In German. One page (235 x 190mm), bifolium, integral address panel, seal tears, note of receipt on the 13 October 1780 in Kruthoffer’s hand, (the two leaves stuck together at outer top corner). Provenance: Edwin Franko Goldman collection.
Lamenting the treatment of Echo et Narcisse; vowing never to return to Paris. Gluck must pen a hasty reply to catch the courier, noting: ‘The Emperor is in Bohemia, which is why the parcels arrived so late’. He thanks Kruthoffer for his news, apart from that concerning Mathon: ‘I thought that, as he had been given so much time to pay, he could be distrained, for he deserves no further consideration.’ He continues, ‘As regards the opera Echo, I had not imagined that the directors of the opera house would treat it so contemptuously, because the profit is theirs. As I now realise that they are not well-disposed, nothing will come of my return to Paris, for I will not become involved in any more quarrels’.
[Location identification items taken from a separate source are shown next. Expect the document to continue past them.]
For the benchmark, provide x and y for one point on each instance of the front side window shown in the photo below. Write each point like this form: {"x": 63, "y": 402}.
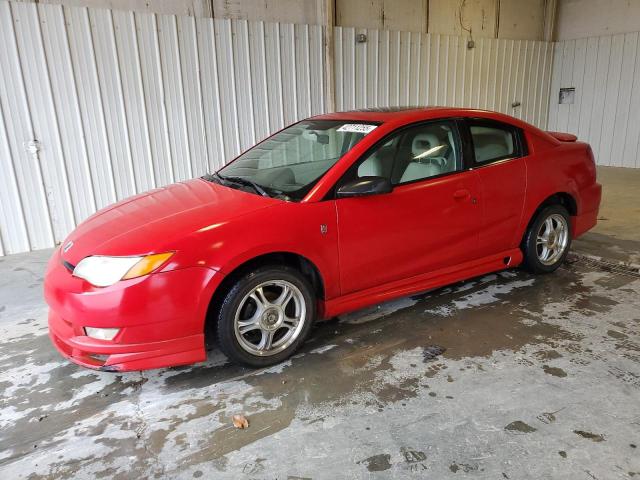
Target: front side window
{"x": 414, "y": 153}
{"x": 492, "y": 142}
{"x": 288, "y": 164}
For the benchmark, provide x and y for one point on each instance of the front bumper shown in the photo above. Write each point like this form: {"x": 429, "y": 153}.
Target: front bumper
{"x": 161, "y": 318}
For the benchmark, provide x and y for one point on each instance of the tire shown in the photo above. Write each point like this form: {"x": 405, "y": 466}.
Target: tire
{"x": 256, "y": 321}
{"x": 544, "y": 253}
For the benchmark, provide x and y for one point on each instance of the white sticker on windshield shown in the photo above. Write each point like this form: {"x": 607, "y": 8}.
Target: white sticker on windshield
{"x": 357, "y": 128}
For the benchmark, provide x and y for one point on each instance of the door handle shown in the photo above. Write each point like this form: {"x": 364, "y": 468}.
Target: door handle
{"x": 461, "y": 194}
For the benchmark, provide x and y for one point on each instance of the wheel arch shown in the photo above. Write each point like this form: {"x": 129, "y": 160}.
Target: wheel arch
{"x": 294, "y": 260}
{"x": 559, "y": 198}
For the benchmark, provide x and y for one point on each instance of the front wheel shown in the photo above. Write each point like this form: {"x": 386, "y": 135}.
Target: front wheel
{"x": 548, "y": 240}
{"x": 266, "y": 316}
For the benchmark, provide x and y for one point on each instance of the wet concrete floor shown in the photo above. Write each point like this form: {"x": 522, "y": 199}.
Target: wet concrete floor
{"x": 507, "y": 376}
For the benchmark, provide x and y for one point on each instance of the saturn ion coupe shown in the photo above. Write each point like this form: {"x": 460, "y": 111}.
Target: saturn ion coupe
{"x": 329, "y": 215}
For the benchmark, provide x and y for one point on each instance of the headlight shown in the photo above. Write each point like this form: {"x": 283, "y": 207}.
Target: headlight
{"x": 104, "y": 271}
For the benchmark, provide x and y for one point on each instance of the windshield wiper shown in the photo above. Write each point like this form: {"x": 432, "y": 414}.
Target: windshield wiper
{"x": 244, "y": 181}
Having reached the zenith of his career just one year earlier, with the dazzling reception of Iphigénie en Tauride in Paris appearing to offer a final validation of his crusade to reform French and Italian opera, the revolutionary German composer Christoph Willibald Gluck had suffered a dramatic reversal of fortunes by 1780. The failure of Echo et Narcisse, his sixth and final opera for the French stage, compounded the effects of a stroke just before its premiere: in ill-health and having grown weary of defending his work against critics of his reforming style, he returned to Vienna, disenchanted. He lived the remainder of his days there in semi-retirement, while maintaining a foothold in the French capital chiefly through correspondence with Franz Kruthoffer (1740-c.1815), secretary to the Austrian diplomat the Comte de Mercy-Argenteau, and Gluck’s agent in the city. These missives were broad in their remit, ranging from revisions to Echo et Narcisse – which fared better when re-presented in 1781 – to difficulties with publishers: here, the art critic and essayist Charles-Joseph Mathon de la Cour (1738-1793), who published the scores for Armide and Iphigenie en Tauride, is seen to have failed in his contractual obligations as a publisher, neglecting to pay Gluck what he was due. Echo et Narcisse, due to be published by Mathon, was finally brought out by Deslauriens. Georg Kinsky, Glucks Briefe an Franz Kruthoffer, (1927), no 34.